Flight MH370: What Happened To Missing Plane, Will Black Boxes Be Found?
In the quest to find out what happened to Malaysia Airlines Flight MH370 when it vanished into thin air on March 8, search crews think they are getting closer to locating the all important black boxes that are expected to contain critical information to answer the burning question: why did the plane change course?
There is almost no doubt that someone in the cockpit of Flight MH370 turned off the transponder and ACARS system, which are needed to follow the plane on radar, for unknown reasons.
Any pilot will agree that there is absolutely no valid reason to turn either of those pieces of instruments off, unless of course the person doing it has ulterior motives.

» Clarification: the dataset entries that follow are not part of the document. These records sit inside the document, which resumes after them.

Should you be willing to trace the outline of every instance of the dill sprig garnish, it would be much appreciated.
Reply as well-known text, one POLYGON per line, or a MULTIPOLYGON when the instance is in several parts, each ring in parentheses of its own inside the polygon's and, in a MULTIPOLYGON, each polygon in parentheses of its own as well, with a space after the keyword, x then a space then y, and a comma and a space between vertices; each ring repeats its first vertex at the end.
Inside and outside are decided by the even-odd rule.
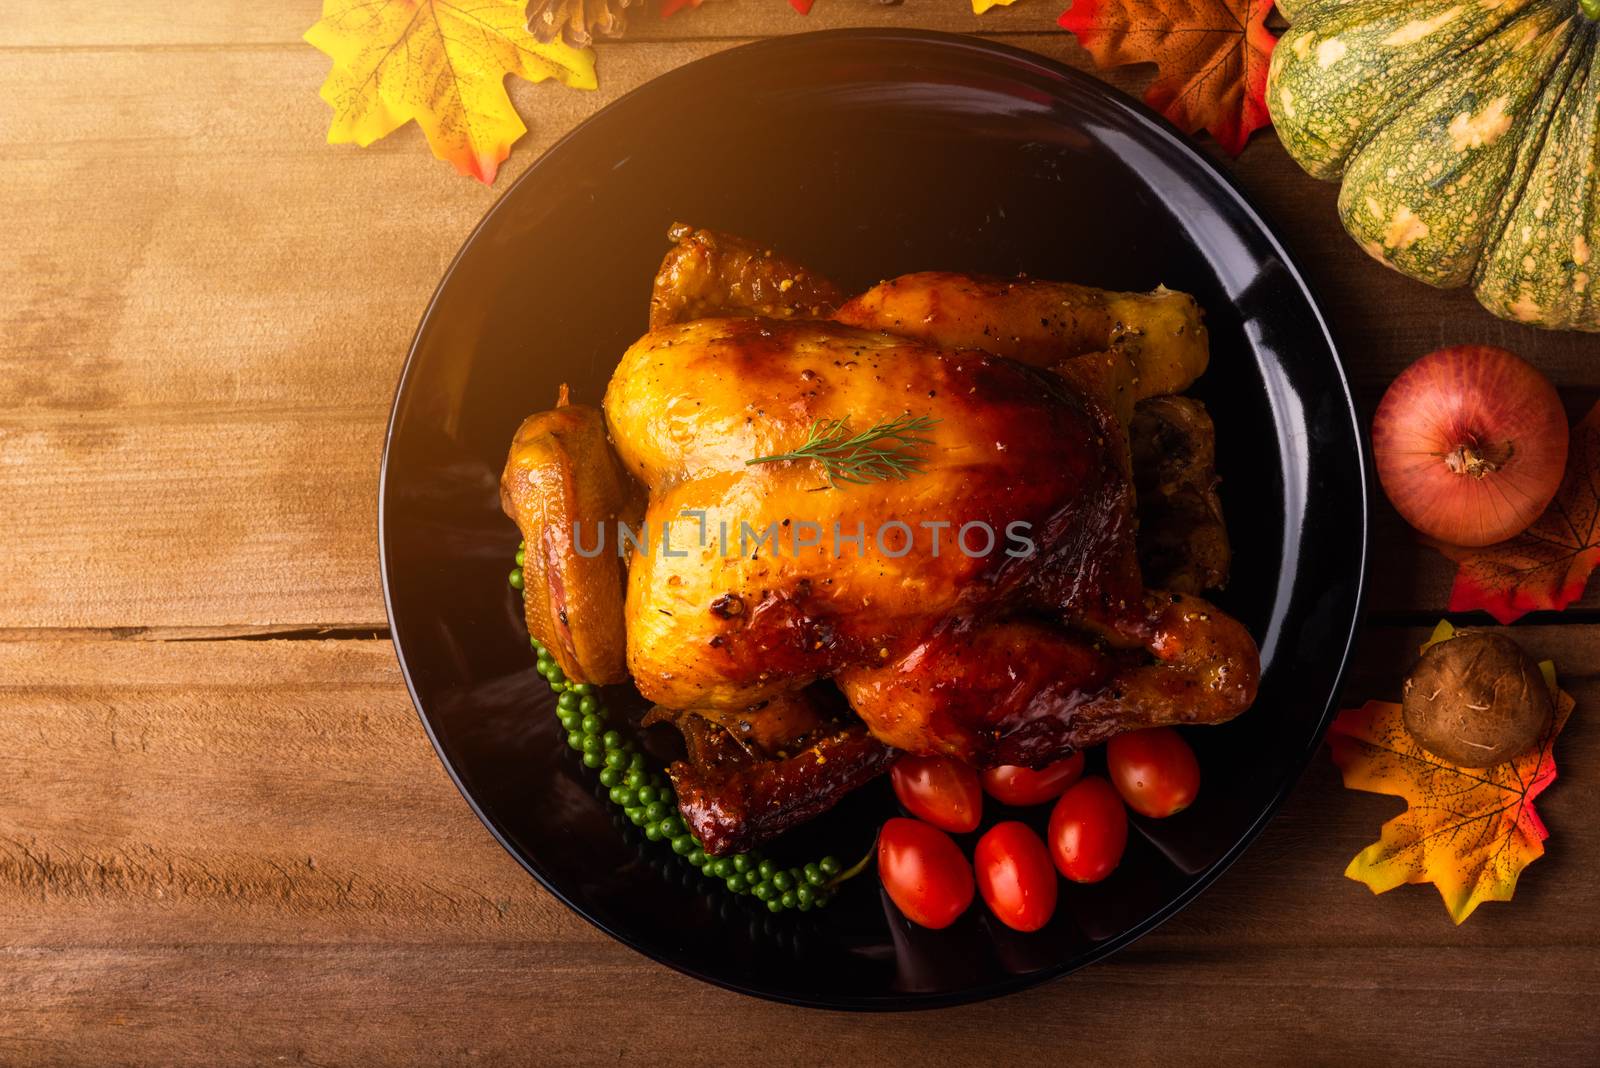
POLYGON ((933 442, 919 435, 938 421, 926 415, 902 415, 852 434, 849 416, 818 419, 811 424, 811 432, 798 449, 757 456, 746 460, 745 466, 778 460, 815 460, 828 473, 828 486, 832 489, 838 489, 841 482, 864 485, 891 478, 904 481, 922 473, 925 461, 917 455, 916 449, 933 442))

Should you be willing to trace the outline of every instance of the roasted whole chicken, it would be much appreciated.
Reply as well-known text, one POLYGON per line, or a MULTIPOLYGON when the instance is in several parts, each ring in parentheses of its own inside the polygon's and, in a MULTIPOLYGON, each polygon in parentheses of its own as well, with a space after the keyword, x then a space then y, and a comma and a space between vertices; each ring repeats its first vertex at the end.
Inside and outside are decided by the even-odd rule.
POLYGON ((1193 298, 929 273, 845 300, 669 237, 603 413, 529 417, 501 494, 530 631, 678 728, 707 852, 902 752, 1037 767, 1250 706, 1255 642, 1198 596, 1229 551, 1177 396, 1208 359, 1193 298))

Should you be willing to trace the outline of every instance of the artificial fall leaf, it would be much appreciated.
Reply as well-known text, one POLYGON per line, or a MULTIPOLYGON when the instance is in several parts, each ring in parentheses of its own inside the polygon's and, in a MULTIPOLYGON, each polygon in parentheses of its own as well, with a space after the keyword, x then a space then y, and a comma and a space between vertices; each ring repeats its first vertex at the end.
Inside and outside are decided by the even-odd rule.
POLYGON ((991 7, 1010 7, 1017 0, 972 0, 972 13, 981 15, 991 7))
POLYGON ((1567 473, 1533 526, 1482 549, 1432 544, 1461 565, 1450 590, 1452 612, 1481 608, 1510 623, 1582 597, 1600 564, 1600 404, 1572 428, 1567 473))
POLYGON ((593 89, 594 54, 541 44, 526 0, 323 0, 305 39, 333 59, 329 144, 365 147, 412 119, 433 154, 488 184, 527 133, 507 74, 593 89))
MULTIPOLYGON (((1448 636, 1447 628, 1435 640, 1448 636)), ((1459 768, 1423 749, 1397 704, 1368 701, 1339 713, 1328 745, 1345 786, 1406 801, 1378 840, 1356 854, 1347 877, 1375 894, 1431 882, 1458 924, 1485 901, 1511 900, 1517 876, 1544 855, 1550 837, 1533 799, 1555 781, 1551 750, 1573 707, 1556 686, 1554 666, 1539 667, 1556 695, 1554 721, 1538 746, 1492 768, 1459 768)))
POLYGON ((1144 102, 1185 133, 1209 131, 1237 156, 1272 122, 1271 10, 1272 0, 1074 0, 1059 22, 1096 66, 1156 64, 1144 102))

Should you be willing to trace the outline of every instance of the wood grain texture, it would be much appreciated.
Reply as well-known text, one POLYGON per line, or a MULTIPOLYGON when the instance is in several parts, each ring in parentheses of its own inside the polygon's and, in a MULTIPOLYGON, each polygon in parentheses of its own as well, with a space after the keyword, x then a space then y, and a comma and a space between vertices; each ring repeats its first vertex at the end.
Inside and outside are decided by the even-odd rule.
MULTIPOLYGON (((444 265, 539 148, 734 42, 613 46, 596 93, 518 85, 532 132, 491 190, 434 160, 414 127, 363 151, 324 144, 311 90, 325 61, 308 47, 50 36, 88 25, 24 18, 0 64, 0 92, 28 101, 0 112, 13 235, 0 251, 0 511, 14 520, 0 627, 378 625, 382 427, 444 265), (91 546, 114 551, 91 567, 91 546)), ((277 25, 291 42, 299 19, 277 25)), ((1002 39, 1087 65, 1065 34, 1002 39)), ((1230 166, 1300 251, 1365 404, 1414 356, 1459 341, 1513 345, 1559 385, 1600 389, 1593 339, 1501 323, 1357 254, 1334 188, 1270 136, 1230 166)), ((1403 581, 1375 583, 1375 608, 1443 603, 1444 560, 1407 543, 1383 563, 1403 581)))
MULTIPOLYGON (((258 27, 260 5, 232 7, 258 27)), ((0 93, 28 103, 0 112, 0 223, 13 235, 0 252, 0 512, 14 517, 0 627, 380 624, 382 427, 444 265, 538 149, 736 43, 615 45, 596 93, 519 83, 532 132, 486 189, 434 160, 414 127, 366 150, 324 144, 312 90, 326 61, 291 46, 302 16, 278 15, 277 43, 250 30, 227 49, 183 36, 210 26, 220 39, 229 22, 216 12, 187 29, 163 20, 179 36, 159 48, 97 45, 82 37, 99 32, 87 15, 35 13, 5 31, 0 93), (62 36, 72 28, 78 38, 62 36), (113 551, 87 566, 91 546, 113 551)), ((1001 39, 1087 66, 1066 34, 1001 39)), ((1594 339, 1501 323, 1358 254, 1334 187, 1270 136, 1229 166, 1300 252, 1364 402, 1415 356, 1460 341, 1510 344, 1558 385, 1600 389, 1594 339)), ((1383 559, 1405 581, 1375 583, 1375 608, 1443 603, 1445 561, 1410 544, 1383 559)))
MULTIPOLYGON (((1392 690, 1424 633, 1370 631, 1351 700, 1392 690)), ((385 642, 0 643, 0 1062, 1270 1063, 1308 1043, 1355 1056, 1374 1030, 1411 1063, 1582 1059, 1600 1037, 1600 631, 1518 636, 1557 659, 1578 714, 1539 802, 1549 853, 1511 905, 1455 928, 1430 887, 1344 879, 1399 806, 1343 790, 1324 754, 1151 937, 1040 990, 899 1017, 712 990, 568 913, 457 795, 385 642)))
MULTIPOLYGON (((171 18, 155 7, 130 10, 110 19, 92 0, 62 0, 50 5, 27 5, 15 13, 0 28, 0 47, 293 45, 317 19, 321 7, 317 0, 267 4, 214 0, 182 19, 171 18)), ((1064 0, 1026 0, 978 16, 972 13, 968 0, 820 0, 810 15, 801 15, 786 8, 783 0, 776 0, 750 4, 713 2, 664 19, 656 7, 641 9, 636 2, 629 12, 627 37, 622 41, 603 40, 600 56, 604 63, 612 58, 612 49, 640 40, 772 37, 849 26, 1059 35, 1056 16, 1065 7, 1064 0)))
MULTIPOLYGON (((540 891, 456 794, 382 640, 382 429, 450 256, 584 117, 746 39, 917 26, 1088 57, 1043 0, 645 15, 602 46, 599 91, 513 85, 531 132, 485 189, 415 128, 324 143, 327 61, 300 41, 319 8, 0 18, 0 1064, 1592 1058, 1600 626, 1572 622, 1592 615, 1517 631, 1579 707, 1540 801, 1549 855, 1460 929, 1429 888, 1374 898, 1341 876, 1398 802, 1344 791, 1325 756, 1172 923, 991 1005, 741 998, 540 891), (274 636, 295 640, 243 640, 274 636)), ((1372 263, 1335 188, 1270 134, 1219 162, 1316 286, 1365 412, 1416 356, 1468 341, 1522 352, 1575 410, 1600 396, 1600 342, 1372 263)), ((1442 605, 1450 566, 1381 498, 1374 516, 1374 609, 1442 605)), ((1392 695, 1419 635, 1369 630, 1351 699, 1392 695)))

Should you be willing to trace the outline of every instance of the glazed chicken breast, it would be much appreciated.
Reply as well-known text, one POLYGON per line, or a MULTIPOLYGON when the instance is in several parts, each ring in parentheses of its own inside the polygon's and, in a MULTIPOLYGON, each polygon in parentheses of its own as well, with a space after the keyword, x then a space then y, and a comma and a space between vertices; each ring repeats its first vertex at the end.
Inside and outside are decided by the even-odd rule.
POLYGON ((586 618, 541 596, 530 629, 575 679, 620 681, 625 653, 650 721, 684 735, 671 773, 708 852, 816 815, 900 752, 1040 766, 1249 707, 1255 643, 1196 596, 1227 569, 1210 422, 1159 408, 1206 366, 1192 298, 921 274, 841 303, 748 242, 674 234, 653 329, 605 394, 609 440, 593 409, 559 420, 571 456, 596 465, 603 445, 625 474, 553 489, 546 442, 542 488, 514 449, 503 496, 552 589, 576 605, 602 574, 586 618), (911 428, 887 439, 905 464, 889 477, 841 481, 805 448, 884 427, 911 428), (1175 440, 1188 458, 1163 467, 1175 440), (1146 510, 1182 521, 1167 588, 1141 570, 1135 454, 1170 505, 1146 510), (572 502, 599 525, 640 498, 625 578, 550 530, 572 502))
POLYGON ((682 553, 658 536, 628 574, 629 674, 659 704, 747 708, 887 663, 953 617, 1137 591, 1107 427, 1020 363, 830 322, 701 319, 630 349, 605 411, 646 527, 670 526, 682 553), (747 462, 818 421, 904 415, 931 423, 912 477, 833 488, 813 461, 747 462), (957 544, 970 524, 984 555, 957 544), (1041 551, 1008 555, 1008 528, 1041 551))

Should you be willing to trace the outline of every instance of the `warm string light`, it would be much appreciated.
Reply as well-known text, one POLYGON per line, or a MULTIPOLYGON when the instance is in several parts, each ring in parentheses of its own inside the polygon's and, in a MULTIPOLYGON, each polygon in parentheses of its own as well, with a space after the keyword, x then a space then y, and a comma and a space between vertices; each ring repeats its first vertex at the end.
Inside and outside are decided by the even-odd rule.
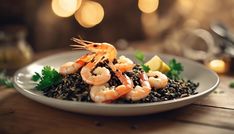
POLYGON ((103 7, 94 1, 84 1, 75 13, 75 18, 83 27, 90 28, 99 24, 104 18, 103 7))
POLYGON ((158 8, 159 0, 138 0, 138 7, 143 13, 153 13, 158 8))
MULTIPOLYGON (((70 17, 75 13, 76 20, 86 28, 96 26, 103 20, 104 9, 99 3, 90 0, 81 3, 82 0, 52 0, 51 6, 53 12, 59 17, 70 17)), ((138 7, 143 13, 154 13, 158 5, 159 0, 138 0, 138 7)), ((149 16, 142 14, 142 18, 149 18, 149 16)))
POLYGON ((209 62, 208 67, 217 72, 217 73, 225 73, 226 72, 226 63, 220 59, 214 59, 209 62))
POLYGON ((104 18, 103 7, 94 1, 52 0, 51 6, 59 17, 70 17, 74 14, 79 24, 86 28, 96 26, 104 18))
POLYGON ((79 9, 82 0, 52 0, 53 12, 59 17, 70 17, 79 9))

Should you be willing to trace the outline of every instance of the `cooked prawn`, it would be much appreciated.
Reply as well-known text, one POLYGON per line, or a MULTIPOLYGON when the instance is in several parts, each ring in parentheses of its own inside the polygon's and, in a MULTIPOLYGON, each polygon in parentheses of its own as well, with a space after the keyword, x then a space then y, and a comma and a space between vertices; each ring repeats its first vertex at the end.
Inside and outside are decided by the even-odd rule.
POLYGON ((164 88, 168 84, 167 76, 159 71, 150 71, 147 75, 149 76, 150 86, 155 89, 164 88))
POLYGON ((85 65, 85 63, 89 62, 93 57, 94 54, 88 53, 77 59, 75 62, 67 62, 60 66, 59 73, 62 75, 76 73, 81 67, 85 65))
POLYGON ((119 94, 119 97, 129 93, 133 88, 132 80, 127 75, 123 75, 122 72, 119 70, 115 72, 115 75, 119 78, 120 82, 122 83, 122 85, 119 85, 115 88, 115 90, 119 94))
POLYGON ((139 77, 141 85, 136 85, 135 88, 133 88, 129 93, 127 93, 127 99, 137 101, 149 95, 151 87, 148 80, 148 76, 146 75, 146 73, 142 72, 139 77))
POLYGON ((133 63, 132 60, 122 55, 119 57, 119 59, 117 59, 117 63, 115 64, 115 67, 122 72, 126 72, 129 70, 132 70, 134 65, 135 64, 133 63))
POLYGON ((59 73, 62 75, 72 74, 77 72, 83 66, 83 62, 67 62, 60 66, 59 73))
POLYGON ((102 85, 111 78, 110 71, 105 67, 97 67, 92 73, 91 67, 85 66, 81 69, 80 74, 85 82, 92 85, 102 85))
POLYGON ((109 87, 109 85, 92 86, 90 89, 91 99, 94 102, 103 103, 116 100, 125 95, 132 89, 133 84, 128 76, 124 77, 125 78, 121 79, 124 84, 117 87, 109 87))
POLYGON ((95 68, 97 63, 99 63, 102 59, 103 56, 101 53, 99 53, 96 55, 93 61, 89 62, 81 69, 80 75, 86 83, 92 85, 102 85, 110 80, 111 74, 107 68, 95 68))
POLYGON ((105 85, 92 86, 90 89, 90 97, 94 102, 103 103, 118 98, 118 93, 114 87, 105 85))
POLYGON ((132 80, 127 75, 123 75, 122 72, 117 70, 112 63, 109 64, 122 85, 117 87, 108 87, 106 85, 92 86, 90 89, 90 96, 94 102, 103 103, 116 100, 131 91, 133 87, 132 80))
POLYGON ((72 40, 78 43, 77 45, 71 45, 74 49, 86 49, 94 53, 104 53, 110 62, 117 57, 117 50, 109 43, 94 43, 77 38, 72 38, 72 40))

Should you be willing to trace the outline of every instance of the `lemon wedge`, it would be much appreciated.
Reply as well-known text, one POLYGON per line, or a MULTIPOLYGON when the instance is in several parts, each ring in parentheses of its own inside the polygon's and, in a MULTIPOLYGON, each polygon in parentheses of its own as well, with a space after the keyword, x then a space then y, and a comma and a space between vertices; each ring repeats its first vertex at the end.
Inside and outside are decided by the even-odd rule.
POLYGON ((159 69, 159 71, 162 72, 162 73, 166 73, 166 72, 168 72, 170 70, 171 70, 171 68, 164 62, 162 64, 161 68, 159 69))
POLYGON ((158 71, 161 68, 162 64, 162 60, 157 55, 155 55, 148 62, 145 63, 146 66, 149 66, 151 71, 158 71))
POLYGON ((160 71, 162 73, 170 71, 170 67, 157 55, 152 57, 145 65, 149 66, 151 71, 160 71))

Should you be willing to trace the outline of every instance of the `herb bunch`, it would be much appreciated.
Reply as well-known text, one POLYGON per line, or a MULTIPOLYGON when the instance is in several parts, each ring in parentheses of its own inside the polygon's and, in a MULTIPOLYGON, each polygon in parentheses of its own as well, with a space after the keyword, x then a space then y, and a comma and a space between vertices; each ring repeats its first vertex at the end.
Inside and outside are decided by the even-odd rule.
POLYGON ((62 81, 62 76, 50 66, 45 66, 41 71, 41 75, 35 72, 32 80, 38 82, 35 88, 43 91, 52 85, 59 84, 62 81))
POLYGON ((167 77, 173 80, 181 79, 181 72, 184 71, 184 67, 182 66, 182 64, 177 62, 175 59, 171 59, 168 65, 171 68, 171 70, 167 72, 167 77))

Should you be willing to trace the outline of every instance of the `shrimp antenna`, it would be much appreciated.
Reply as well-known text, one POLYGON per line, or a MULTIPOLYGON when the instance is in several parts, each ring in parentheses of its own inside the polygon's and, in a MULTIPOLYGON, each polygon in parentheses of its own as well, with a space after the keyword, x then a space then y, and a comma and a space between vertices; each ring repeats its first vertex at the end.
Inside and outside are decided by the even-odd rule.
MULTIPOLYGON (((81 38, 81 37, 79 36, 79 38, 81 38)), ((93 44, 94 43, 94 42, 91 42, 91 41, 83 40, 82 38, 78 39, 78 38, 75 38, 75 37, 71 38, 71 40, 78 43, 76 45, 70 45, 74 49, 84 49, 88 44, 93 44)))
POLYGON ((77 45, 77 44, 72 44, 70 45, 72 47, 73 50, 81 50, 81 49, 84 49, 84 46, 81 46, 81 45, 77 45))
POLYGON ((85 43, 83 40, 81 39, 77 39, 77 38, 72 38, 72 41, 78 43, 76 45, 70 45, 71 47, 73 47, 73 49, 84 49, 85 46, 87 46, 87 43, 85 43))

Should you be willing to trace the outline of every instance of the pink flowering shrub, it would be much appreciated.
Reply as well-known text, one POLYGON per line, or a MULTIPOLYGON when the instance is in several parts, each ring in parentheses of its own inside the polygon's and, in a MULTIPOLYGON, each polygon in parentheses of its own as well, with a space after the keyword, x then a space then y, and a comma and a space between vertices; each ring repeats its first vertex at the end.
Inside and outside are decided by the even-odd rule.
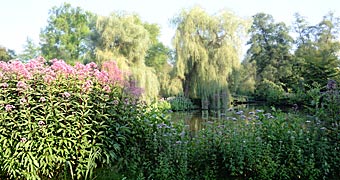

Adding to the puzzle that has become the disappearance of Flight MH370 is that not one piece of physical evidence has been found more than a month later, even as search crews and the Malaysian Defense Minister announced on Friday that they are confident the signals being picked up in the southern Indian Ocean are indeed those from the plane’s data and voice recorders.
There have been five different instances in which listening devices used by search crews have picked up such signals, which according to the manufacturer of Flight MH370’s black boxes, are using the same frequency.
But thus far and following the frustrating search for the missing plane nothing concrete has been found, making the disappearance of Flight MH370 the biggest aviation mystery of all. Search crews combing the seas for debris have come up empty.
Exhausted crews are on a race against time, as the battery life in the black boxes — which are actually orange — is only about one month, less than the time that has passed since the plane went missing.
On Friday, Australian Prime Minister, Tony Abbott gave an unprecedented and extremely detailed briefing for Chinese President Xi Jinping in Beijing and assured:
“Australia will not rest until we have done everything we can to provide comfort and closure. You will be among sorrowing friends should you choose to come to Australia.”
Abbott told Xi that the search has been narrowed to an area of 10 kilometers (approximately six miles) by 10 kilometers, and authorities are fairly confident they will find Flight MH370 in the waters of the Indian Ocean. China has 154 citizens on board the missing plane.
All of this encouraging news doesn’t explain why the Malaysian airliner ended up thousands of miles off course from its intended destination, Beijing.
The burning question becomes even more pressing as Malaysia’s Defense Minister told Sky News, “Everyone on board remains under suspicion as it stands.”
But for now, investigators are focusing all their efforts and using the latest technology at their disposal, in the search for Flight MH370’s black boxes at the bottom of the Indian Ocean and the rest of the aircraft that carried 239 souls.